“No need to join coalition government” – Democrat politician

PHOTO: Facebook/Parit Wacharasindhu

With around 55 seats won after Sunday’s election, the Democrats are one of a few political parties which will hold the balance of power. They will be able to choose between joining an alliance with a Pheu Thai-led bloc or siding with the Phalang Pracharat-led camp.

But Parit Wacharasindhu, a new generation Democrat Party member, says he wants his party to play a “constructive” opposition role in line with the party’s ideology rather than join any coalition government.

“As a party member and a representative of the 3.9 million popular votes we won, I think we need to be honest to our ideology.”

Parit, who is a nephew of ex-party leader Abhisit Vejjajiva, made his comments in a Facebook Live interview today. Parit was referring to Abhisit’s declaration before the election that the party would neither support General Prayut Chan-o-cha’s return to power as prime minister nor ‘corrupt politicians’.

Former Democrat PM Abhisit resigned as party leader after the Democrats faced huge losses in Sunday’s poll.

Parit said the opposition role he was recommending did not mean the party would obstruct the country’s efforts to move forward; some observers have suggested attempts to form a coalition government may not bear fruit without the Democrats joining either Pheu Thai or Phalang Pracharat.

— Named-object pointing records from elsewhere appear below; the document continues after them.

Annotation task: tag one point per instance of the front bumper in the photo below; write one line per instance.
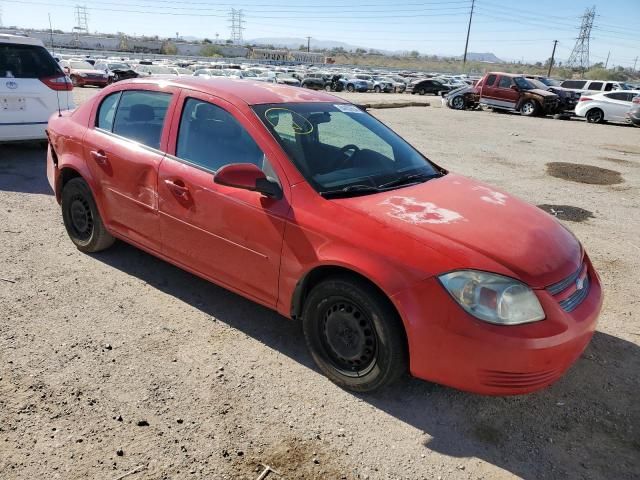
(450, 347)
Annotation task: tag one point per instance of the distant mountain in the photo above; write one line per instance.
(295, 43)
(482, 57)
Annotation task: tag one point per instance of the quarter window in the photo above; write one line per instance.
(211, 137)
(140, 116)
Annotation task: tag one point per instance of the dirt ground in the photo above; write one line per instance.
(119, 363)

He said a bloc that could successfully gather a majority of more than 250 seats was entitled to be the next government, whether or not that party is the Democrats’ old rival Pheu Thai.

The Pheu Thai-led bloc now claims to have at least 255 seats and to be in the best position to form the next government.

Phalang Pracharat, meanwhile, is still seeking confirmed coalition partners because some parties like the Democrats and Bhumjaithai remain undecided. But even if both parties side with a Palang Pracharat alliance at this stage, the bloc will still not have a 250 seat majority.

Parit said the Democrats did not need to be part of a coalition government, no matter if it were led by Pheu Thai or Phalang Pracharat, but they would vote in parliament for good policies or those which tallied with their own and against any issue that contradicts with the party’s policies.

“At the same time we will play a role in scrutinising the government,” he added.